The shift of AI to local devices has a specific regulatory dimension in the European context. GDPR and the upcoming implementing regulations for the EU AI Act place increasingly stringent requirements on where and how personal data is processed. Cloud-based language models are problematic from this perspective — you never know exactly where your data passed through and where it was processed.

Models like Bonsai eliminate this problem at its root: data doesn't go anywhere because the model runs directly on your device. For Czech companies in healthcare, law, or the financial sector, where data protection is crucial, this is an argument that has been practically missing from open-source models until now — either the model was too large for deployment on proprietary hardware, or too weak for actual use.

Czech is not yet a primarily supported language — Bonsai is trained mainly on English. PrismML has not provided specific information about support for other languages. For Czech deployment, it would be necessary to fine-tune the model or use an English interface. However, developer communities are monitoring the situation, and it is likely that finetuning for Czech will appear on HuggingFace within weeks.

One question remains: what do you lose?

Compression always brings compromises. Bonsai 8B significantly lags behind full-fledged models like GPT-4o or Claude 3.7 Sonnet in creative tasks and complex reasoning. Tests from HPCwire show that the model is strongest in classification tasks, document reading, and simple code generation. For complex multi-turn reasoning or writing long coherent texts, the 1-bit architecture is not yet sufficient.

PrismML openly states that Bonsai 8B is not a replacement for GPT-5 or Gemini Ultra. It is a specialized tool for specific scenarios where latency, privacy, and energy consumption matter — and in these scenarios, it currently has no competition in the open-source model category.

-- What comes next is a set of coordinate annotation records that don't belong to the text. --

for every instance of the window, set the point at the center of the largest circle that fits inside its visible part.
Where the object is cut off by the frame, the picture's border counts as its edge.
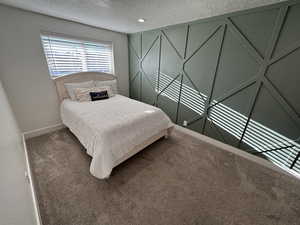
(65, 55)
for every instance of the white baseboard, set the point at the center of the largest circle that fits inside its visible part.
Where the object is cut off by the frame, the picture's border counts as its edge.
(28, 173)
(41, 131)
(239, 152)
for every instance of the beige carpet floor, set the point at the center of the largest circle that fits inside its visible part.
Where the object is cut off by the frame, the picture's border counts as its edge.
(179, 181)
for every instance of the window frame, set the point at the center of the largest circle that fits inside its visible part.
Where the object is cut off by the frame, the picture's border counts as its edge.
(78, 39)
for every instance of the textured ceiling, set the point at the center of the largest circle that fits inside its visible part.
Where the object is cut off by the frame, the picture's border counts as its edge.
(122, 15)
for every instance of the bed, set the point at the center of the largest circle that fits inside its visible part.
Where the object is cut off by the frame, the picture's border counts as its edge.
(111, 130)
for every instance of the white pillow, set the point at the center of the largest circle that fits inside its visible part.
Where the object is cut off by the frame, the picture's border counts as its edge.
(71, 86)
(112, 83)
(83, 94)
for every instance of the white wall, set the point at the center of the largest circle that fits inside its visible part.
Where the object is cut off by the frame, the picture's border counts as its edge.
(16, 206)
(23, 67)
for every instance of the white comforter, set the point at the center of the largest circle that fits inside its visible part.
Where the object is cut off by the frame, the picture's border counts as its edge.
(110, 128)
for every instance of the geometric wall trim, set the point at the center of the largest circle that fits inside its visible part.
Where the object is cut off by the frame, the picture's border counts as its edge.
(233, 77)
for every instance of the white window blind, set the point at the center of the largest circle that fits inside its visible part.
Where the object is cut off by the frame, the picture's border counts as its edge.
(66, 56)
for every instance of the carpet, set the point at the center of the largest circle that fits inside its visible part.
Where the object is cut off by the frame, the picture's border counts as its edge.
(178, 181)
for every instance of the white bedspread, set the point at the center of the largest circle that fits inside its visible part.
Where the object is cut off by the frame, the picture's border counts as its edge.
(110, 128)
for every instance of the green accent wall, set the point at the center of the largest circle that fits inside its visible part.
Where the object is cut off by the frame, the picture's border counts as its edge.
(235, 78)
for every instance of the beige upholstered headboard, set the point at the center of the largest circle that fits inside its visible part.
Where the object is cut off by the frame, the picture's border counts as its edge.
(76, 78)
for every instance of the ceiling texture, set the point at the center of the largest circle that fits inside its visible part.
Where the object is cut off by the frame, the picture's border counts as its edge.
(122, 15)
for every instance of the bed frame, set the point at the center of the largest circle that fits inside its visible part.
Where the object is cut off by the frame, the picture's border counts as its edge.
(87, 76)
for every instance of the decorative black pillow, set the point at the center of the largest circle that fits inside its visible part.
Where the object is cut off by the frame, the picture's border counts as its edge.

Whether the 1-bit architecture will establish itself as a new standard or remain a niche solution, practice will show. In any case, April 1, 2026, was no joke — Bonsai is a real thing you can download and run today.

Where can I download and try Bonsai 8B?

The models are freely available on HuggingFace under the Apache 2.0 license (prism-ml/Bonsai-8B-gguf and prism-ml/Bonsai-8B-mlx-1bit). On Apple devices (Mac, iPhone, iPad), they work via the MLX framework; on Windows and Linux with NVIDIA GPUs, via llama.cpp. Sample code and instructions can also be found on the PrismML-Eng/Bonsai-demo GitHub project.

Does Bonsai 8B work in Czech?

The model is primarily trained on English text, and Czech is not an officially supported language. The model shows basic understanding of Czech (it is trained on multilingual data), but for reliable Czech outputs, community finetuning will be needed, which will likely emerge on HuggingFace within weeks.

Is the 1-bit model safe for processing sensitive corporate data?

Yes, and that is one of its main advantages. Because the model runs exclusively locally on your device, no data leaves your infrastructure. For sectors such as healthcare, law, or finance, where strict GDPR and data protection rules apply, this is a key argument. The model does not require an internet connection and does not send any queries to external servers.